With the first implementation I of course tried to get the thing of the breadboard and onto a through-holes board. Although not my main focus, I did try to layout the board as compact as possible.

At this point I was using generic through-hole boards, no nice PCBs yet. Components go on one side and connections were made using a solid wire, following the 2 dimensional grid of holes. Sometimes it was not possible to layout all the connections without crossings. Those were then created using solid wires with their coating still on. Those connections are shown in orange on the circuit.

Revision 1 through-hole design

Status: Implemented

While (finally) documenting all this, I noticed that I had made an error in the implementation. Apparently, I wrongly connected the pull-up resistor to GND in stead of to 3.3V. But, as I hadn’t connected it to the RESET pin of the ATMEGA, the pin was floating, which apparently is good enough. The reset button did function as expected, so I didn’t notice it. If you look carefully at the picture of the bottom of the board, you could spot the missing connection from the pull-up resistor and the RESET pin :-)

Revision 2 - aka the Manu revision

As soon as the first revision was ready, it was clear that the overall form-factor was too big. This was mainly due to the fact that I didn’t want my XBee module to be attached permanently. The stack consisting of a female header, the break-out board with male and female headers and the XBee itself was standing tall like a skyscraper.

Manu, a good friend of mine, came up with the idea to reduce the footprint by splitting the board into two sections, of which one could be mounted above the other at the same height as the XBee. Adding all LEDs and sensors to that secondary board, would also bring all external components to the same level, which would allow for a better casing design.
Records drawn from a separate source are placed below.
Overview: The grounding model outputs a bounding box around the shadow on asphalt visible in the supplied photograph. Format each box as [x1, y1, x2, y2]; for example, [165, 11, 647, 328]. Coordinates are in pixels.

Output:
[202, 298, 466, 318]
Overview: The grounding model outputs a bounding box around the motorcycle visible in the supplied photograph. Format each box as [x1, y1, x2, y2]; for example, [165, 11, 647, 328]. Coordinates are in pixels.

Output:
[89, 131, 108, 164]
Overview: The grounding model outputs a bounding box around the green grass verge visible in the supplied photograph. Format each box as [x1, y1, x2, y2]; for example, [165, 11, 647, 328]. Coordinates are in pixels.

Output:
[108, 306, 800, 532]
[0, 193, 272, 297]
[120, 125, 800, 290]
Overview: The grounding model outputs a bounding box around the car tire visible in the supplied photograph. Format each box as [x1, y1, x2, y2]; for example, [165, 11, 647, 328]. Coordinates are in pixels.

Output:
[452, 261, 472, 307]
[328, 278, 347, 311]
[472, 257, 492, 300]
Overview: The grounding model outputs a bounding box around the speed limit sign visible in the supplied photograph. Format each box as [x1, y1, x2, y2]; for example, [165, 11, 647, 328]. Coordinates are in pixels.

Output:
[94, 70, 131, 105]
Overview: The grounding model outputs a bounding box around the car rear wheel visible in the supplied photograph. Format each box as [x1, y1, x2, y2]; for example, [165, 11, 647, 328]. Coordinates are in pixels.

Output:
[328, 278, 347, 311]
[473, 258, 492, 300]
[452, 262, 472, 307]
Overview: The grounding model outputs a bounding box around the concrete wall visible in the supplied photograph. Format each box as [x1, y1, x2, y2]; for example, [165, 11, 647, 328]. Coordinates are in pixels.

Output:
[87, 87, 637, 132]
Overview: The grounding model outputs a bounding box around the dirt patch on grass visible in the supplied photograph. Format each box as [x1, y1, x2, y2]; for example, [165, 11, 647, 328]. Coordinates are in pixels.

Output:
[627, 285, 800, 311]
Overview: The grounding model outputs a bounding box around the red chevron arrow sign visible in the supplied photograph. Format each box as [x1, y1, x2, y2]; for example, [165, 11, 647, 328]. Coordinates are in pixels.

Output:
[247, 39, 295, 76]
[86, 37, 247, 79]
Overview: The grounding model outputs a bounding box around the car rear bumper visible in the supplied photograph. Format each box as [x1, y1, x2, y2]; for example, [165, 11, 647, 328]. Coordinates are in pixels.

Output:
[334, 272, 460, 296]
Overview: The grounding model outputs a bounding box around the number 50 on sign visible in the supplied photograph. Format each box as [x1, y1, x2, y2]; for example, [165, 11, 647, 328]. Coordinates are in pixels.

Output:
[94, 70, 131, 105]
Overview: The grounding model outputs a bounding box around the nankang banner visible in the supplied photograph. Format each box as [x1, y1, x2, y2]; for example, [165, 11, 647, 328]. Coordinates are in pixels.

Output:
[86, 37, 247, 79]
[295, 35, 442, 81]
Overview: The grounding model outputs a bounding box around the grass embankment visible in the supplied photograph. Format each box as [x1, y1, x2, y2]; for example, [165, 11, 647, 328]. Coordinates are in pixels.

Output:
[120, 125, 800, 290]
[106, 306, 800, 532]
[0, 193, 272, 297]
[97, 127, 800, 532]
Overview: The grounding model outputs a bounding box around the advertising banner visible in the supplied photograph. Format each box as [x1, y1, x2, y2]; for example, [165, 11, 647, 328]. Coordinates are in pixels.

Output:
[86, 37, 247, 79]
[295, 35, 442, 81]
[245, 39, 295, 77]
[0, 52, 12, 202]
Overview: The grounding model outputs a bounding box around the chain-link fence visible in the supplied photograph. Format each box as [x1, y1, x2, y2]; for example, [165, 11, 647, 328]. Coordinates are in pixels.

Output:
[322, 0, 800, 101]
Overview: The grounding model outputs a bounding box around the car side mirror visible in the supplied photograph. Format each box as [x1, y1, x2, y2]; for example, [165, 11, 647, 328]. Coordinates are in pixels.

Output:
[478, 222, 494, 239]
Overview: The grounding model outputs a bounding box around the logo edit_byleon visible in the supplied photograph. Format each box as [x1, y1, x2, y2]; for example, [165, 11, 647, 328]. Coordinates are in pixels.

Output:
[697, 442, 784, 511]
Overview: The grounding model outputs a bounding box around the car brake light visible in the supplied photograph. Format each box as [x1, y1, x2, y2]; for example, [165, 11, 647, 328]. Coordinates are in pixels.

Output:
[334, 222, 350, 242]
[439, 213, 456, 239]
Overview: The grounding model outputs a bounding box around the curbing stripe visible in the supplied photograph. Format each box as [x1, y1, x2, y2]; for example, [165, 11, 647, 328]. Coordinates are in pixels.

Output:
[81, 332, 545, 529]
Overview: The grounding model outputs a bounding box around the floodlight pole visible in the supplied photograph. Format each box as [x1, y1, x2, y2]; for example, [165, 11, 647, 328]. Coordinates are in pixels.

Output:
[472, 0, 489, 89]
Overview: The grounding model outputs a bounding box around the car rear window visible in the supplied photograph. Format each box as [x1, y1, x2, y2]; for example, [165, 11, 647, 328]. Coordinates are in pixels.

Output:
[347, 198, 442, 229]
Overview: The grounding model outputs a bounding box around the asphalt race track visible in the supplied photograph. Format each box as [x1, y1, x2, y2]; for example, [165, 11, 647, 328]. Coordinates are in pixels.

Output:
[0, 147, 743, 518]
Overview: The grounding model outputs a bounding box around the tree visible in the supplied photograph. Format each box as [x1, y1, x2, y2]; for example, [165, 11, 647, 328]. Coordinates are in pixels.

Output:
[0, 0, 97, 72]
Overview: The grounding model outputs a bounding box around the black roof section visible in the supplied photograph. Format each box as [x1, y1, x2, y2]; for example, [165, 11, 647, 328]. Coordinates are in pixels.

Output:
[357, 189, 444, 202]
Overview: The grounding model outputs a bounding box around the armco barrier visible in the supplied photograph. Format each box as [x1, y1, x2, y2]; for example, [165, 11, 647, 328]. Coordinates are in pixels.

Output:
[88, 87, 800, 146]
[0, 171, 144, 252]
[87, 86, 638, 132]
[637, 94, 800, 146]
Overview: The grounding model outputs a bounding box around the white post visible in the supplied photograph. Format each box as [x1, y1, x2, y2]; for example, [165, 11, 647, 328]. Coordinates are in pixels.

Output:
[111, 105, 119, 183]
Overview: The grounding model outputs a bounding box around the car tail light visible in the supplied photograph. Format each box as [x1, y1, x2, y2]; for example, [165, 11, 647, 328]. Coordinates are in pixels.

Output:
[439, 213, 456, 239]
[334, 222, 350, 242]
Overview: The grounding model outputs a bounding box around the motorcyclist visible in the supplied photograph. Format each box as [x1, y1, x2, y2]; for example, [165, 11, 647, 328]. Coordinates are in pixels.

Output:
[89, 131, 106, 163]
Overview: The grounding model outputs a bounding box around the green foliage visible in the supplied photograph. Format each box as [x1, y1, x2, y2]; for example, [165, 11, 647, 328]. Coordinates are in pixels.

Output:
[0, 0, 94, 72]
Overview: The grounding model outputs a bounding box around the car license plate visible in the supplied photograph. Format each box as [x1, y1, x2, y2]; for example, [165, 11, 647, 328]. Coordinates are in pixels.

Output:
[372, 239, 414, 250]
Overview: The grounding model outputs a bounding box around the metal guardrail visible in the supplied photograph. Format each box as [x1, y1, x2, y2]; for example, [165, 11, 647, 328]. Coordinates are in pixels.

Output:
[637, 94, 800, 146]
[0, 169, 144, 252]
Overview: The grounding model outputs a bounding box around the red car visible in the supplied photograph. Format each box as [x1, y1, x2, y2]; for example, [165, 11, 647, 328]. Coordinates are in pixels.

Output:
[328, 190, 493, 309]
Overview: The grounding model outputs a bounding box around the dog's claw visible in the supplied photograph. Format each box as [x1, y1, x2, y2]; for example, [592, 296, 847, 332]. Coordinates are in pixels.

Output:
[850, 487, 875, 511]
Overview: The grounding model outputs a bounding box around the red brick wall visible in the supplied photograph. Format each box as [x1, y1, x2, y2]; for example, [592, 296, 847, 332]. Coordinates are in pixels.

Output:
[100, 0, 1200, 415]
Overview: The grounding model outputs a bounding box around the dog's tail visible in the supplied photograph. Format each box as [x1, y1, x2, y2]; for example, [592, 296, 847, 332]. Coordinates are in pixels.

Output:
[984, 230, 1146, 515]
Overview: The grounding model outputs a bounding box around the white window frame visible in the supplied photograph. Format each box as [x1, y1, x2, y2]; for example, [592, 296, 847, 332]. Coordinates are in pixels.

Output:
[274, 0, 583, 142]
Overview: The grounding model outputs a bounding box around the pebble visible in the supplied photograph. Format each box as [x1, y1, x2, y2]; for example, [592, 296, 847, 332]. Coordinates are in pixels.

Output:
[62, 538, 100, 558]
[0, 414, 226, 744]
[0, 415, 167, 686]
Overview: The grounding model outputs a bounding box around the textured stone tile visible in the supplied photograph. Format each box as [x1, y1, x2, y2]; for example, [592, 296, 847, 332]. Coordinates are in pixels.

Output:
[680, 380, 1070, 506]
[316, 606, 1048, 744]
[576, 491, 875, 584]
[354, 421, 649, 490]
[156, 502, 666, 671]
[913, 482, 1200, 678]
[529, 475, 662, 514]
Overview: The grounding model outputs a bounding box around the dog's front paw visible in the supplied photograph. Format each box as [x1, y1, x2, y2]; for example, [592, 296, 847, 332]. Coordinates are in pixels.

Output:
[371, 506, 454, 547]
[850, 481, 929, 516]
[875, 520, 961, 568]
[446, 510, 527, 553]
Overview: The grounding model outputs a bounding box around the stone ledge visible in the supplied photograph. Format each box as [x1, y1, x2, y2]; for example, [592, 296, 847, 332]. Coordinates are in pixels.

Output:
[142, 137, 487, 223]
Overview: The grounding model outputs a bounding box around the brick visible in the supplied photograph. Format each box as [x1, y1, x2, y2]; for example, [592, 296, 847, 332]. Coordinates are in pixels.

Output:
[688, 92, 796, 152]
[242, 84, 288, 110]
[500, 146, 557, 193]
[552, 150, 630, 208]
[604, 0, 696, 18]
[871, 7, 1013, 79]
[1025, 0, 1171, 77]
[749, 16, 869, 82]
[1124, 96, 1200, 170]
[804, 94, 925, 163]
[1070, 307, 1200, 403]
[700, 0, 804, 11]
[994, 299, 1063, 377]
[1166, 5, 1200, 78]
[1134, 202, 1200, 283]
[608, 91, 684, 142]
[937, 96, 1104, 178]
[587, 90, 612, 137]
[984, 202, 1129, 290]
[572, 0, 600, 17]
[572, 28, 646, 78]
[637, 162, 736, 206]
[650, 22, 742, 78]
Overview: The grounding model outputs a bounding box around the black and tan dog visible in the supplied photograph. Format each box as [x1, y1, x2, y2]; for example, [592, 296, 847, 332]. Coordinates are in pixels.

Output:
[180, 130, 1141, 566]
Revision 2 multi-board through-hole design

The two board are connected using seven wires, connected on both boards to headers. The pad shows the part that could be cut from the top board to make room for the top of the XBee module.

A nice improvement on this revision is the use of the space underneath the XBee module. The regulated power supply fits nicely, something I hadn’t thought of in the first revision. Both board also show 3 holes to mount them on top of each other using threaded rods and nuts.

But …

Status: Not implemented.

Although a very good idea, the design didn’t live up to the expectations and while designing it, I came up with a variation on it and therefore I abandoned this design and started revision 3.

Revision 3 - aka the Modular Cube revision

While designing revision 2, I came up with a different approach, which puts the top board orthogonal to the base board and connects the two board using a pair of male and female headers. A bit like a plug-in board for the MCU’s base board.

This idea continued to grow and evolved towards a multi-board construction around the XBee stack.